I did some try out for non professional cooks prepares the dish with my seasoning and finally find the right recipe. I started by  sending some free seasoning to friends that love the food but not a good cooks and they told me me the instruction clear and easy to make. I use the method the pancake mix where they just need to add 3 ingredient and they can create their own style and their favorite meat.

After sampling , I started to put it in a small ziplock bag and sell it to friends (we have cottage food law allowing me to do so ). At first I made a batch for promotion. It finished , then I started selling them with promotion price and also sold out and some of them sending this product to their friends out of state and even internationally. Eventhough the dish is famous in my hometown , we don't have it back there, so my seasoning is really the first flour mix for the dish that not made in my home town.

Now, I put them in a better package FDA approved plastic and I got people from my home town (and few people from different ethnicity ) from many places calling for that and asked me if my product available in their state or country too. So far, it reached many states and for international it goes as far as Canada, France,Sweden,UK and soon New Zealand and Middle East. ( people send it as a gift for their friends in those countries  and I got their message how they love it even send me the picture of their creation)
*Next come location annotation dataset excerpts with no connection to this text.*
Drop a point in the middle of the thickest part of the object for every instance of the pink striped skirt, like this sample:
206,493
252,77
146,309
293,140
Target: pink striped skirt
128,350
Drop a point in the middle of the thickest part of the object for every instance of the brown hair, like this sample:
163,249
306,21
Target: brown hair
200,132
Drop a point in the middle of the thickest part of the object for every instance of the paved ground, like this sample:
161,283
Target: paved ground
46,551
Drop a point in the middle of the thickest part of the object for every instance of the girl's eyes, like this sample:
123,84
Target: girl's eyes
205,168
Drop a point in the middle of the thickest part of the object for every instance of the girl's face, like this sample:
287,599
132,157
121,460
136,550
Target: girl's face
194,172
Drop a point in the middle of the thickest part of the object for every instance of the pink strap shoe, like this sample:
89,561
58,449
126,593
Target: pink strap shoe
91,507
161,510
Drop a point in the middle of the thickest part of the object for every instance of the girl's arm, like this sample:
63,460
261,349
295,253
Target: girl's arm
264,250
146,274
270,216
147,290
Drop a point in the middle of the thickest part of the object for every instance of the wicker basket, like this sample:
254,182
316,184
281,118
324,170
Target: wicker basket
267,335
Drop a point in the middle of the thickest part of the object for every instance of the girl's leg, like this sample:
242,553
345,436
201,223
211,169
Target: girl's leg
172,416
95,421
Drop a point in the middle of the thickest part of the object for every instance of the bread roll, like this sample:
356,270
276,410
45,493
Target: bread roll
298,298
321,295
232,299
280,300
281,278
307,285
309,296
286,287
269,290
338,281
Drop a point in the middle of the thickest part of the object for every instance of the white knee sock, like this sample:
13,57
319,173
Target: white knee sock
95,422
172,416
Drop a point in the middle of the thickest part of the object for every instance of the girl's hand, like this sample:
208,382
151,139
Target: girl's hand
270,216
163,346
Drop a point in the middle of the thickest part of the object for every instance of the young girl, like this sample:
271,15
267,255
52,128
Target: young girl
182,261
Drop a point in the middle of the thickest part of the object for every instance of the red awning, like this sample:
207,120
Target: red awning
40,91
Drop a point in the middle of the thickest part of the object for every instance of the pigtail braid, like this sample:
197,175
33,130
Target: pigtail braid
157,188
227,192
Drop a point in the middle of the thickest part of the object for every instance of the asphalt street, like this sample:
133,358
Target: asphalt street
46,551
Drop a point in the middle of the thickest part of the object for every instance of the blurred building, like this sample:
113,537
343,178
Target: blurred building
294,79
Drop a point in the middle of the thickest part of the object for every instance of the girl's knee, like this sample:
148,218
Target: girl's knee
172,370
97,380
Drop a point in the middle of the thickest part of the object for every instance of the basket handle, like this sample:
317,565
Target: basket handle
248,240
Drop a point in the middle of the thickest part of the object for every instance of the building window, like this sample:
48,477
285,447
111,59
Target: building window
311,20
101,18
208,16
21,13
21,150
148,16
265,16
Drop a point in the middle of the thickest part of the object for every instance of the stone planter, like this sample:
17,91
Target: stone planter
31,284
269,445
Now the questions are ; I don't know if I should start patent the name and the products; I am considering changing my permit from catering permit to wholesale permit (or just use the cottage food law ); Should I start making website and promote them more or just wait till my sales reaches certain amount ( I don't know how much is that certain amount ). Is there any body who can share what is the "spices mix company do? "  and how they charge ,etc. Is there a spices mix company in Tampa Bay (FL) area?  I  want this to be big because not much work ;-) but  at the same time I don''t want to invest too much to start  due to limited capital that I have  . I  Don't want to get a loan from the bank , that is why I am working full time to save more.

all advice and input are welcome

Thank you

ps: Sorry if you find some incorrect grammar or difficulties in understanding the story ( But i really hope you get the story lol )


----------



## flipflopgirl (Jun 27, 2012)

I am pretty sure I understand what you want to do and have a couple of tips/comments.

Run, don't walk to an attorney that specializes in food patents and business law.

The questions you are asking are IMO too important to be asking posters on a cooking site.

Don't get me wrong, everyone here is very friendly and will have lots of good advice.

However, you need to talk to someone that has passed the bar exam in your state.

Good luck with your new venture, hope you make a million bucks and support me in my old age /img/vbsmilies/smilies/wink.gif

mimi


----------



## yf1726 (Mar 9, 2013)

Thank you Mimi for your advice. Yes, I planned to go to an attorney for patent, glad I read your respond . Btw, a friend of mine sent me a link about SBDC. They have free counseling for small businesses ( I need this lol ). I hope they can help me.


> Good luck with your new venture, hope you make a million bucks and support me in my old age


I wish . I don't think I will make million tho by selling flour mix , I am not expected people like my flour mix better than my foods /img/vbsmilies/smilies/lol.gif


----------